DANVILLE, Ky. (LEX 18) — Economics and Finance students at Centre College researched one of Kentucky’s most debated topics: universal pre-Kindergarten. The research points to positives for Kentucky’s economy.
“We’ve really found that early childhood education is essential to our economy,” said Drake Kawa, a student who worked on the project.
Kawa explained that their research suggests “early childhood care and education leads to both immediate and long-term benefits.”
The report states that “many of these benefits go to the child in terms of higher future earnings, but some benefits also go to businesses and community members through increased workforce participation or lower social costs.”
So, why isn’t every state implementing universal pre-K? Students point to difficulties when it comes to policy-making.
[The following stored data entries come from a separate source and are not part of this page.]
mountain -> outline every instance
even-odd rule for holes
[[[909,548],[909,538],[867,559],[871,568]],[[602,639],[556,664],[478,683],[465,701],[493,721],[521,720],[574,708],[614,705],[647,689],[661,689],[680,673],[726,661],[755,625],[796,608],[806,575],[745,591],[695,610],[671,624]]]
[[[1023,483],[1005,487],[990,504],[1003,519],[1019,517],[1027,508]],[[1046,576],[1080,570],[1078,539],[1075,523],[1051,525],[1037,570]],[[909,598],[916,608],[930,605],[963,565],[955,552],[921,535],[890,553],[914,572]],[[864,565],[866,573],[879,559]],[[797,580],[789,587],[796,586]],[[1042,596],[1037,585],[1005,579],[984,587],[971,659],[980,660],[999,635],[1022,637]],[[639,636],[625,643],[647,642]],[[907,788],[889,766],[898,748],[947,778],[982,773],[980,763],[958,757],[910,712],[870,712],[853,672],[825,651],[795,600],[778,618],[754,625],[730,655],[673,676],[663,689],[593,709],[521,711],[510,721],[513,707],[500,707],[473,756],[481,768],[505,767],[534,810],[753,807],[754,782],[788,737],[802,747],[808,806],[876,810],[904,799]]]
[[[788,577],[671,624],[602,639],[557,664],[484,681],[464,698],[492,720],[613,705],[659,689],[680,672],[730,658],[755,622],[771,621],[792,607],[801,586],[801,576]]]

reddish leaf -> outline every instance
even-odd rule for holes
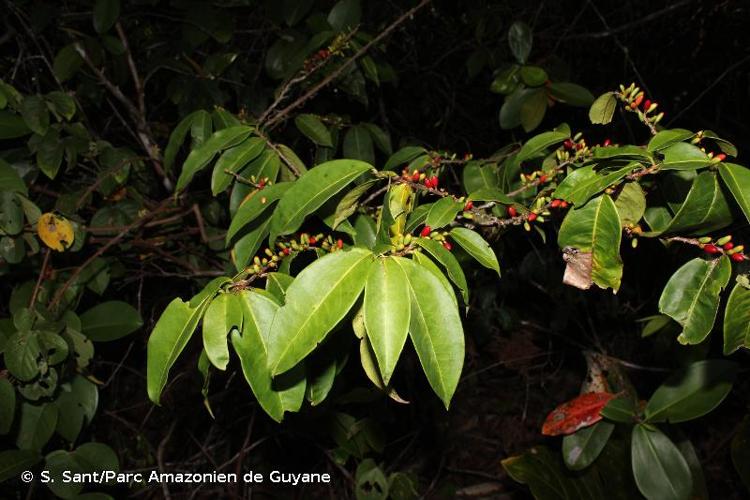
[[[602,419],[599,412],[614,398],[608,392],[589,392],[563,403],[547,415],[542,426],[545,436],[572,434]]]

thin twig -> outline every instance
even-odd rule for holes
[[[44,249],[44,261],[42,262],[42,270],[39,271],[39,277],[34,285],[34,291],[31,293],[31,300],[29,300],[29,309],[33,309],[36,303],[36,297],[39,294],[39,289],[42,287],[42,281],[44,281],[44,275],[47,273],[47,264],[49,264],[49,248]]]

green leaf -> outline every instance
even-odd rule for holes
[[[750,290],[738,281],[724,311],[724,355],[740,347],[750,349]]]
[[[375,149],[370,132],[362,125],[354,125],[344,134],[343,154],[346,158],[375,163]]]
[[[629,397],[616,398],[607,403],[599,414],[613,422],[632,424],[636,417],[635,403]]]
[[[70,80],[83,66],[83,58],[75,49],[75,44],[66,45],[55,56],[52,71],[61,82]]]
[[[637,166],[638,163],[630,163],[617,169],[600,168],[597,170],[596,165],[578,168],[563,179],[552,196],[580,207],[591,197],[623,179]]]
[[[492,269],[500,276],[500,264],[497,261],[497,256],[481,234],[465,227],[454,227],[451,229],[450,236],[477,262],[487,269]]]
[[[0,231],[16,235],[23,230],[23,207],[19,195],[0,191]]]
[[[633,475],[648,500],[687,500],[693,478],[685,457],[658,429],[633,427],[631,442]]]
[[[719,174],[745,214],[745,218],[750,221],[750,169],[722,162],[719,163]]]
[[[525,132],[531,132],[542,123],[547,112],[547,91],[537,89],[525,96],[521,103],[520,120]]]
[[[646,195],[641,185],[637,182],[626,183],[617,195],[615,207],[623,227],[638,224],[646,212]]]
[[[167,142],[167,147],[164,149],[165,171],[169,172],[170,170],[172,170],[172,165],[174,165],[174,160],[177,157],[177,153],[180,150],[182,143],[185,142],[185,137],[187,137],[187,133],[190,131],[193,120],[198,115],[198,113],[206,112],[203,110],[198,110],[190,113],[185,118],[180,120],[180,123],[177,124],[174,130],[172,130],[172,133],[169,135],[169,142]]]
[[[519,64],[526,64],[531,53],[532,37],[531,28],[521,21],[514,22],[508,30],[508,45]]]
[[[263,240],[268,236],[271,227],[271,219],[267,218],[260,222],[247,234],[242,236],[234,244],[232,250],[232,260],[237,271],[242,271],[250,262],[250,259],[258,252]]]
[[[16,413],[16,389],[7,378],[0,379],[0,434],[7,434]]]
[[[55,431],[71,443],[78,439],[83,426],[91,423],[99,406],[99,389],[81,375],[75,375],[68,384],[61,386],[55,401],[60,416]]]
[[[736,363],[723,359],[696,361],[667,378],[646,405],[646,422],[676,424],[711,412],[732,390]]]
[[[280,304],[286,302],[286,289],[294,278],[284,273],[268,273],[266,276],[266,291],[276,297]]]
[[[52,403],[21,403],[16,446],[22,450],[42,451],[55,432],[57,413],[57,406]]]
[[[371,165],[358,160],[333,160],[305,172],[284,194],[271,217],[271,243],[295,232],[305,217],[370,169]]]
[[[362,18],[359,0],[339,0],[328,14],[328,24],[336,31],[355,28]]]
[[[232,328],[242,328],[242,304],[233,293],[220,293],[203,316],[203,349],[208,360],[219,370],[229,364],[227,336]]]
[[[146,355],[148,397],[154,403],[159,404],[169,370],[192,337],[210,298],[206,297],[196,305],[175,298],[156,322],[148,339]]]
[[[31,133],[22,117],[0,110],[0,139],[15,139]]]
[[[305,378],[302,365],[273,380],[269,370],[271,344],[276,341],[271,335],[271,324],[279,305],[268,295],[255,290],[243,290],[242,335],[232,333],[232,345],[242,364],[250,388],[268,415],[281,422],[285,411],[298,411],[305,397]]]
[[[274,375],[299,363],[344,318],[365,286],[372,261],[373,254],[361,248],[328,254],[289,285],[286,304],[270,333],[269,366]]]
[[[554,82],[549,85],[549,93],[558,101],[570,106],[586,107],[594,102],[594,95],[588,89],[570,82]]]
[[[244,141],[252,131],[251,127],[239,125],[214,132],[206,142],[190,151],[185,163],[182,165],[182,172],[177,179],[175,191],[182,191],[190,183],[195,174],[200,172],[213,160],[214,156]]]
[[[440,281],[440,284],[443,286],[446,292],[448,292],[448,295],[450,295],[453,299],[453,303],[456,305],[456,307],[458,307],[458,299],[456,298],[456,294],[453,293],[453,287],[451,286],[450,281],[448,281],[448,278],[445,277],[445,274],[443,274],[443,271],[441,271],[437,266],[437,264],[435,264],[432,259],[421,252],[413,253],[411,257],[414,262],[430,271],[432,275],[435,276],[438,281]]]
[[[417,238],[415,241],[419,246],[427,250],[435,260],[440,262],[448,273],[451,281],[456,284],[459,290],[461,290],[461,297],[464,299],[464,303],[468,304],[469,286],[466,283],[466,277],[464,276],[464,272],[456,257],[435,240]]]
[[[406,166],[413,159],[427,153],[427,150],[422,146],[405,146],[388,158],[385,162],[383,170],[391,170],[396,167]]]
[[[234,180],[225,170],[237,173],[252,160],[260,156],[266,147],[266,141],[260,137],[251,137],[237,146],[224,151],[214,166],[211,175],[211,194],[216,196],[224,191]]]
[[[680,325],[681,344],[700,344],[711,332],[719,308],[719,294],[729,283],[729,259],[693,259],[675,272],[659,298],[659,312]]]
[[[648,146],[646,146],[646,149],[651,152],[661,151],[662,149],[667,148],[672,144],[686,141],[694,135],[695,134],[693,132],[682,128],[661,130],[657,132],[657,134],[653,136],[650,141],[648,141]]]
[[[521,80],[529,87],[539,87],[547,81],[547,72],[539,66],[525,65],[519,71]]]
[[[597,422],[569,434],[562,441],[562,456],[570,470],[583,470],[599,457],[615,430],[615,424]]]
[[[640,146],[596,146],[593,149],[597,160],[637,160],[641,163],[652,163],[651,153]]]
[[[39,463],[42,455],[34,450],[0,451],[0,483],[18,477]]]
[[[289,161],[292,161],[289,151],[285,153],[285,156]],[[276,151],[267,148],[260,154],[260,156],[250,162],[250,165],[242,171],[242,175],[245,177],[255,176],[256,179],[268,178],[269,181],[276,182],[276,177],[279,175],[280,168],[281,158],[276,154]],[[300,172],[305,171],[304,168],[300,168],[299,165],[297,165],[297,168]]]
[[[516,159],[518,161],[526,161],[529,158],[534,158],[543,153],[547,148],[563,142],[568,137],[570,137],[570,134],[562,132],[543,132],[526,141],[518,152]]]
[[[354,212],[356,212],[357,207],[359,206],[359,199],[369,191],[373,185],[379,182],[379,180],[380,179],[370,179],[350,189],[341,197],[336,205],[336,210],[323,219],[323,222],[325,222],[331,229],[337,229],[344,221],[353,215]]]
[[[661,170],[696,170],[711,163],[711,159],[698,146],[678,142],[660,151],[664,155]]]
[[[70,120],[76,114],[76,102],[65,92],[55,90],[47,94],[46,99],[52,104],[55,113],[66,120]]]
[[[384,385],[404,349],[410,316],[406,274],[393,257],[377,259],[365,284],[364,322]]]
[[[227,119],[223,119],[224,117]],[[215,109],[214,116],[211,116],[208,111],[199,109],[190,122],[190,137],[193,139],[192,149],[205,143],[213,132],[237,125],[240,125],[239,120],[226,111]]]
[[[264,187],[261,190],[252,191],[237,209],[237,213],[232,218],[227,230],[226,241],[232,238],[246,225],[254,221],[268,207],[272,206],[277,200],[281,199],[287,190],[292,187],[291,182],[279,182]]]
[[[427,213],[425,224],[433,229],[447,226],[456,218],[458,212],[464,207],[464,204],[454,200],[451,196],[440,198],[436,201],[430,211]]]
[[[372,140],[375,143],[375,146],[382,151],[383,153],[390,155],[393,153],[393,146],[391,145],[391,136],[383,130],[382,128],[378,127],[374,123],[363,123],[363,127],[367,129],[367,131],[372,136]],[[387,170],[387,169],[386,169]]]
[[[82,333],[94,342],[108,342],[143,326],[140,313],[127,302],[102,302],[81,314]]]
[[[617,98],[614,92],[606,92],[596,98],[589,109],[589,120],[593,124],[606,125],[612,121],[617,109]]]
[[[328,131],[328,127],[326,127],[316,115],[304,113],[297,115],[294,119],[294,124],[299,131],[305,135],[305,137],[313,141],[315,144],[327,148],[333,147],[333,140],[331,139],[331,133]]]
[[[35,134],[44,135],[49,128],[49,109],[41,96],[26,97],[21,103],[21,116]]]
[[[104,33],[114,26],[120,17],[120,0],[96,0],[94,4],[94,29]]]
[[[464,331],[455,296],[421,265],[403,257],[394,259],[409,283],[409,335],[432,390],[447,409],[464,363]]]
[[[16,332],[5,343],[5,366],[11,375],[22,382],[27,382],[39,374],[37,360],[41,356],[37,335],[33,332]]]
[[[730,445],[732,464],[740,476],[745,489],[750,491],[750,417],[745,416]],[[0,452],[0,457],[2,452]],[[3,480],[3,460],[0,458],[0,481]]]

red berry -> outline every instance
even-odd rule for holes
[[[609,139],[604,139],[604,142],[602,143],[602,146],[607,147],[610,144],[612,144],[612,141],[610,141]]]
[[[472,208],[474,208],[474,203],[472,203],[472,201],[469,200],[466,202],[466,205],[464,205],[464,212],[468,212]]]
[[[744,253],[733,253],[730,255],[730,258],[735,262],[742,262],[745,260],[745,254]]]
[[[716,159],[719,161],[724,161],[726,160],[726,158],[727,158],[727,155],[725,155],[724,153],[719,153],[716,155]]]
[[[437,189],[437,187],[438,187],[438,178],[437,178],[437,175],[433,175],[432,176],[432,179],[430,180],[430,183],[432,184],[430,186],[430,187],[432,187],[432,189]]]
[[[576,149],[583,149],[583,144],[580,142],[576,143]]]
[[[643,110],[644,111],[648,111],[648,108],[650,108],[650,107],[651,107],[651,100],[650,99],[646,99],[646,101],[643,103]]]
[[[560,202],[560,208],[568,208],[568,202],[563,200]]]
[[[536,213],[534,213],[534,212],[531,212],[531,213],[529,214],[529,216],[527,217],[527,219],[529,220],[529,222],[534,222],[534,221],[536,220],[536,218],[537,218],[537,217],[539,217],[539,216],[538,216],[538,215],[537,215]]]
[[[292,253],[292,251],[289,250],[289,247],[284,248],[284,250],[282,250],[282,252],[284,252],[284,255],[289,255],[290,253]]]
[[[703,247],[703,251],[707,254],[716,254],[721,252],[721,250],[719,250],[719,247],[717,247],[716,245],[712,245],[711,243],[705,245]]]
[[[444,241],[443,248],[445,248],[446,250],[450,252],[451,250],[453,250],[453,245],[451,245],[450,241]],[[739,254],[736,254],[736,255],[739,255]]]
[[[311,245],[314,245],[318,242],[317,238],[315,236],[310,236],[310,239],[308,240]]]
[[[511,217],[515,217],[516,215],[518,215],[518,210],[516,210],[516,207],[510,205],[508,207],[508,215],[510,215]]]
[[[563,142],[563,146],[565,149],[573,149],[573,141],[570,139],[565,139],[565,142]]]
[[[724,243],[722,248],[724,248],[724,250],[731,250],[734,248],[734,243],[732,243],[731,241]]]
[[[422,232],[419,233],[419,236],[424,238],[426,236],[429,236],[431,232],[432,232],[432,228],[430,226],[425,226],[422,228]]]
[[[411,174],[411,180],[414,182],[419,182],[419,171],[415,170],[413,174]]]
[[[544,184],[547,182],[547,176],[545,174],[542,174],[539,176],[539,184]]]
[[[258,182],[258,189],[263,189],[266,186],[266,180],[261,179],[260,182]]]
[[[557,208],[557,207],[560,206],[561,203],[562,203],[562,200],[552,200],[552,201],[549,202],[549,207],[550,208]]]
[[[336,240],[336,246],[338,248],[344,248],[344,240],[341,240],[341,239]]]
“Policy-makers, I think, are having a hard time seeing too far out,” said Kawa. “I think a lot of times in our society, we look at the short term – what are we going to get in the short term? What’s going to get us that profit and value now? Well – early childhood education – we’ve come to find out is not something we’re going to see the value or gain from right now. It’s something that we see long term – down the road.”
Representative Josie Raymond, a big supporter of universal pre-K, watched Wednesday’s presentation. She believes momentum is building in Kentucky.
“I think it’s something we’re going to keep pursuing in the coming years,” said Raymond. “It’s going to take a little bit of time to figure out the finances and the model that’s going to work. But we’ve got momentum.”
Raymond also emphasized something the students’ research pointed to – a mixed delivery model working best for Kentucky.
According to the research, a mixed delivery model of universal pre-K “involves blending funding from multiple sources.”
The report explains that an example of a mixed delivery model is “a publicly employed preschool teacher working in a childcare center that serves kids who are eligible for childcare subsidies.”
Rep. Raymond reiterated that this allows working parents to choose the type of program that best fits their needs.
“Kids can access pre-K not just in public schools, but in private child care centers, faith-based centers, home-based centers,” she said. “We really need to meet families where they are.”